Reputation: 3375
I have the following dataframe with firstname and surname. I want to create a column fullname
.
df1 = pd.DataFrame({'firstname':['jack','john','donald'],
'lastname':[pd.np.nan,'obrien','trump']})
print(df1)
firstname lastname
0 jack NaN
1 john obrien
2 donald trump
This works if there are no NaN
values:
df1['fullname'] = df1['firstname']+df1['lastname']
However since there are NaNs
in my dataframe, I decided to cast to string
first. But it causes a problem in the fullname
column:
df1['fullname'] = str(df1['firstname'])+str(df1['lastname'])
firstname lastname fullname
0 jack NaN 0 jack\n1 john\n2 donald\nName: f...
1 john obrien 0 jack\n1 john\n2 donald\nName: f...
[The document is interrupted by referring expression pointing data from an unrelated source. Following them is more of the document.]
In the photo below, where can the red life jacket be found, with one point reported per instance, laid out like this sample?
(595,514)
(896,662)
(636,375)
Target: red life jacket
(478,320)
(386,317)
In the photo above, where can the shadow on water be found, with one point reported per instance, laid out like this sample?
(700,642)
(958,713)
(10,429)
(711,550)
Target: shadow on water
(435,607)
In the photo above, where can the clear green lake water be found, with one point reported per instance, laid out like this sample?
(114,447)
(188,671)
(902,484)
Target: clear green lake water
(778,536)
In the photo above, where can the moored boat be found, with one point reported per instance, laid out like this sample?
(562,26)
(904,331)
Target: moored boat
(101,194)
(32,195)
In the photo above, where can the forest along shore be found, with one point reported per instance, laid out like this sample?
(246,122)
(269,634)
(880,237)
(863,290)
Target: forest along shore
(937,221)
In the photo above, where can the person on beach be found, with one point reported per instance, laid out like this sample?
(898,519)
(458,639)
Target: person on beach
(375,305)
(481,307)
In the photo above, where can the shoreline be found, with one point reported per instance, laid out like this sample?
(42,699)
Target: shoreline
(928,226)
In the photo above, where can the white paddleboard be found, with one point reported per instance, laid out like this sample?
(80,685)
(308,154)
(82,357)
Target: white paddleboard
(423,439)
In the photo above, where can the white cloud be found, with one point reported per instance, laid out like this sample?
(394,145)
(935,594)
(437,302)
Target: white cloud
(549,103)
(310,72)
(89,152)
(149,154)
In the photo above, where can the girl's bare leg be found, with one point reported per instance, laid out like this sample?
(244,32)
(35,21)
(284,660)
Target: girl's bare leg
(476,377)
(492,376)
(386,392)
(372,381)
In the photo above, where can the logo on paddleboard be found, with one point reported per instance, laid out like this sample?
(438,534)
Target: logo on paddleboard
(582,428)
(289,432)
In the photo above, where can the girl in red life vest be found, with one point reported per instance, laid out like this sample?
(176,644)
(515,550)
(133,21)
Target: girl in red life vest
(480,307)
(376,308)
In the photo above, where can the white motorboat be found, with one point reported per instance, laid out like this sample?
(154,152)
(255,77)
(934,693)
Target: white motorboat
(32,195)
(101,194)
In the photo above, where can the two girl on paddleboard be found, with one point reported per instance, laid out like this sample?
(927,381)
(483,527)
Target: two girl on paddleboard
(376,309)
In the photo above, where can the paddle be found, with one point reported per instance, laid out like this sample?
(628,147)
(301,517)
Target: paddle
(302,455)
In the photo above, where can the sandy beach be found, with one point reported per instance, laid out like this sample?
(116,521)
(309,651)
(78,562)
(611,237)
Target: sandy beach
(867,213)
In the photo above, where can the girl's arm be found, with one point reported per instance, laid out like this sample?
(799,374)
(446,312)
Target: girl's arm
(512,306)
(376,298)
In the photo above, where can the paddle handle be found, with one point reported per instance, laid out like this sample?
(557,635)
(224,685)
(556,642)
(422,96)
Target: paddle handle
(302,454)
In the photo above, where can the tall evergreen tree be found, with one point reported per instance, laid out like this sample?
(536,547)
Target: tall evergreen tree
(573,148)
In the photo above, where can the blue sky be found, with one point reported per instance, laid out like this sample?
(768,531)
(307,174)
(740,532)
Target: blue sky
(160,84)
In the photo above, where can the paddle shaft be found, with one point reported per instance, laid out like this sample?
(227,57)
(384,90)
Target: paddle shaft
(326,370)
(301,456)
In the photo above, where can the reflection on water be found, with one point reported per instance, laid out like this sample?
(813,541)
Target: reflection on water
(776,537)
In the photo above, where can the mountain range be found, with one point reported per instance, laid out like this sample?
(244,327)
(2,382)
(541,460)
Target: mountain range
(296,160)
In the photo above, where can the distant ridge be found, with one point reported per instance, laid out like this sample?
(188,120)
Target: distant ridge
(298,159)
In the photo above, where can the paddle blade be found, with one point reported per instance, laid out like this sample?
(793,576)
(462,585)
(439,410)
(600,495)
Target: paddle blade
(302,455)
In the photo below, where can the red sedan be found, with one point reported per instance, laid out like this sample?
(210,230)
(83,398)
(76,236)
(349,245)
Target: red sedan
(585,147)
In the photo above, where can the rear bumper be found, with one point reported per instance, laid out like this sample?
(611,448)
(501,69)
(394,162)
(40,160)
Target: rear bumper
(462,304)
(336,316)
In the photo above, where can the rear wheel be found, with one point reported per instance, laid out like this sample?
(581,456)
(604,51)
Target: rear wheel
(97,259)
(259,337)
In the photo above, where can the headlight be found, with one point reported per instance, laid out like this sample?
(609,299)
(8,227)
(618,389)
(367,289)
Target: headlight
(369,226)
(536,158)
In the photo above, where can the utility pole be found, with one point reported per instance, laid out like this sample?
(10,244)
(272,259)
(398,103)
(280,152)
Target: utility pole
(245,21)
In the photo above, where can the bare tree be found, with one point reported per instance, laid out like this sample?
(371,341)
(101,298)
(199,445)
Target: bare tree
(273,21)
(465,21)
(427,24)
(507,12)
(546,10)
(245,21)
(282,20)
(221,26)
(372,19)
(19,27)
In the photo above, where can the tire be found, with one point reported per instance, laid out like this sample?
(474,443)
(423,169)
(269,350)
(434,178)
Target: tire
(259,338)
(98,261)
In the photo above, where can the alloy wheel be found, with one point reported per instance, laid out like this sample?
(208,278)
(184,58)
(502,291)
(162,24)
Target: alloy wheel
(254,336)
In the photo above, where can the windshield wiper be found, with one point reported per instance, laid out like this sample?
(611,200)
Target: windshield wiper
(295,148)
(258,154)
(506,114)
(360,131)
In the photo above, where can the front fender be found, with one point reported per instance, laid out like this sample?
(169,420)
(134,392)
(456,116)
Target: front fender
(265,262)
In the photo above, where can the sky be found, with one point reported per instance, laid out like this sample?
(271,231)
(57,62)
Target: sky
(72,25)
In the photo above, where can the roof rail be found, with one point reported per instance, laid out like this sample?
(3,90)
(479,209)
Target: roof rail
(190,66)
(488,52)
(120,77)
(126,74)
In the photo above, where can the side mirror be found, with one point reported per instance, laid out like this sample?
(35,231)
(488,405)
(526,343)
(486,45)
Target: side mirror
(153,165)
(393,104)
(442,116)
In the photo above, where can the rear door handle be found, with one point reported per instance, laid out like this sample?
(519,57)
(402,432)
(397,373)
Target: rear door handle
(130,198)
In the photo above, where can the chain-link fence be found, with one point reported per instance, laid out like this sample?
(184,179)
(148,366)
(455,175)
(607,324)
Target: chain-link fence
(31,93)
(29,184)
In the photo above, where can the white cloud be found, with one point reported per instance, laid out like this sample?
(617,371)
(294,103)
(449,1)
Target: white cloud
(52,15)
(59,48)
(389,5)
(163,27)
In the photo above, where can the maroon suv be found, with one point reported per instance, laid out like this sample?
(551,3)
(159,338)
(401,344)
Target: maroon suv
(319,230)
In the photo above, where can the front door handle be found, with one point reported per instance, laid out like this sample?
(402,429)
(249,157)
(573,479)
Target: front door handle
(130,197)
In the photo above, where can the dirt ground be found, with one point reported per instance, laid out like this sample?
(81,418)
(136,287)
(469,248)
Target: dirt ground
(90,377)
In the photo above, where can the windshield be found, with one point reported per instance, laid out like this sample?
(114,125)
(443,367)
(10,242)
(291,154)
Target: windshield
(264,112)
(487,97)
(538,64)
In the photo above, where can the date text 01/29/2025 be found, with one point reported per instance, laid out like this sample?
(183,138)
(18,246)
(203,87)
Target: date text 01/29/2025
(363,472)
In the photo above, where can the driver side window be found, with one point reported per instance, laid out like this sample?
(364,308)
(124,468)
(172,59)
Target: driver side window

2 donald trump 0 jack\n1 john\n2 donald\nName: f...
I can write some function that checks for nans and inserts the data into the new frame, but before I do that - is there another fast method to combine these strings into one column?
Upvotes: 1
Views: 142
Reputation: 8631
You need to treat NaN
s using .fillna()
Here, you can fill it with ''
.
df1['fullname'] = df1['firstname'] + ' ' +df1['lastname'].fillna('')
Output:
firstname lastname fullname
0 jack NaN jack
1 john obrien john obrien
2 donald trump donald trumpt
Upvotes: 3
Reputation: 59264
You may also use .add
and specify a fill_value
df1.firstname.add(" ").add(df1.lastname, fill_value="")
PS: Chaining too many adds or +
is not recommended for strings, but for one or two columns you should be fine
Upvotes: 1
Reputation: 323226
What I will do (For the case more than two columns need to join)
df1.stack().groupby(level=0).agg(' '.join)
Out[57]:
0 jack
1 john obrien
2 donald trump
dtype: object
Upvotes: 0
Reputation: 7045
There is also Series.str.cat
which can handle NaN
and includes the separator.
df1["fullname"] = df1["firstname"].str.cat(df1["lastname"], sep=" ", na_rep="")
firstname lastname fullname
0 jack NaN jack
1 john obrien john obrien
2 donald trump donald trump
Upvotes: 0